What is needed for the Valuation
When you make the decision to sell your company, you will decide the sales price. The business valuation is the first step in determining this figure. For our company to perform the business valuation we need a list of information. More information equals higher accuracy when completing the valuation. Here is a list of information The Enterprise Group will request in order to perform the valuation.
- A minimum of two but preferably three years of financials (P&Ls)
- Three years of tax returns
- A list and current value of furniture, fixtures & equipment (FFE)
- Current inventory along with the wholesale value
- Current balance sheet
- Accounts receivable total along with the percentage of aging or bad debt.
- List of outstanding loans with total debt and monthly payments
- If property is included, a description of the property and last appraisal
Two years of P&Ls, balance sheet, inventory total and property information are the minimum needed to do a preliminary valuation. Once the business is listed for sale, everything listed above will be required. This being said, the quicker you can get all of this together, the easier it will be for you.
Prepare Your Business For Listing
It’s no secret when you sell your car or your house, the best way to get top dollar is to make sure it is clean and in good order. The same thing applies to a company when listed for sale. A clean, neat, well maintained company shows much better than one that is not. A fresh coat of paint and all of the equipment serviced and properly working. What some may call a good “spring cleaning” will go a long way to attracting buyers.
Organize the company’s financials. Make sure all of your financials are up to date and ready to be looked at by buyers. Be prepared to give at least three years of financials, some banks are now requiring five years. (Profit and Loss statements, Balance Sheets and Tax Returns). Everything needed for the valuation is needed once the business is listed for sale.
Create a complete list of “FFE” (Furniture, Fixtures and Equipment). This is a complete list of everything that is going to go in the sale that is not considered inventory and is not nailed down. Estimate a current value of these things. Your balance sheet will have at least a partial list of these items that have not been depreciated off but realistically there will be a difference in value from the balance sheet to what is current market value.
Compile a complete and up to date inventory of products, parts and materials with the actual wholesale value. In most cases, this is added to the total price of the business. Sometimes it is used as a negotiation tool to agree upon a final selling price with the buyer.
More preparation for selling your business
Create a list of employees with their job description, annual salary or hourly wage; indicate full time or part time and whether they are considered management. Do not put their names, just use “Employee one, Employee two” etc.
Sit down and create a couple-page synopsis of the business. Tell about the company’s history, why it is a great company and give your opinion of the potential future growth. If you were buying your company what would you do to grow it to the next level? Why do you want to sell? Is it for retirement, do you want to start a new venture, or do you run multiple companies and want to start concentrating in another area? Buyers like to know if it is such a great business, why you are selling? This gives them a logical explanation which also gives them a level of comfort that they are looking at a truly great business to purchase.
Long Term Preparation
One of the big mistakes business owners make as they are building and developing their company is that they become the center, or hub of the business. In short, they ARE the business. One of the first questions I will ask a lot of business owners is, “if we take you out of the business, what’s left?” That is a good question, and it is a good question for multiple reasons.

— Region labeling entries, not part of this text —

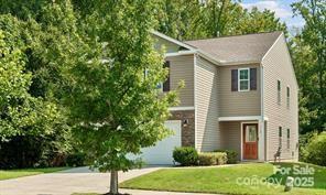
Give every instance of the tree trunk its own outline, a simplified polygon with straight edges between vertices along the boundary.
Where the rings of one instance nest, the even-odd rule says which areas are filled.
[[[110,194],[118,194],[118,171],[111,171]]]

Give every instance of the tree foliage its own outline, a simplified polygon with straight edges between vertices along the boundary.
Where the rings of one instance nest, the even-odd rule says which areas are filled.
[[[177,40],[285,31],[270,10],[243,9],[231,0],[160,0],[156,29]]]
[[[305,20],[293,39],[293,58],[301,87],[302,132],[326,129],[326,4],[323,0],[293,3],[295,14]]]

For the purpose of selling the company, what would it take to replace you the owner and how much would you have to pay this person to run the company? I understand that a young company may not have the resources to put a manager in place to take over the responsibilities of the owner but ultimately this should be the goal of a business owner, to make himself or herself less vital to the daily workings of the company. This starts by properly training your employees to do their job and have the confidence in them not to have to oversee every little detail. I call this long-term planning because you cannot do these things overnight. You may have been running your company for years with your hand personally in every area of the business.
The journey begins with the first step
You don’t make changes like this quickly but you do need to start by defining what your employees do, making sure they are properly trained and then create a training manual with specific details of what to do and how to do it so that if someone else had to take that position, they would be able to step in and by using the training manual along with some guidance from management, they would be up and running quickly. Another great idea is to cross train your employees so that there is always more than one person trained to do each and every position within the company. This way if someone quit, was injured or even died, that position would not go unattended.
These things can give you great benefit in many ways by making your job as the business owner much less stressful. Your business will be significantly more marketable. This doesn’t necessarily make the business worth more than market value but it does help the business to be higher in the range of current market value and more importantly, it makes it more attractive to potential buyers.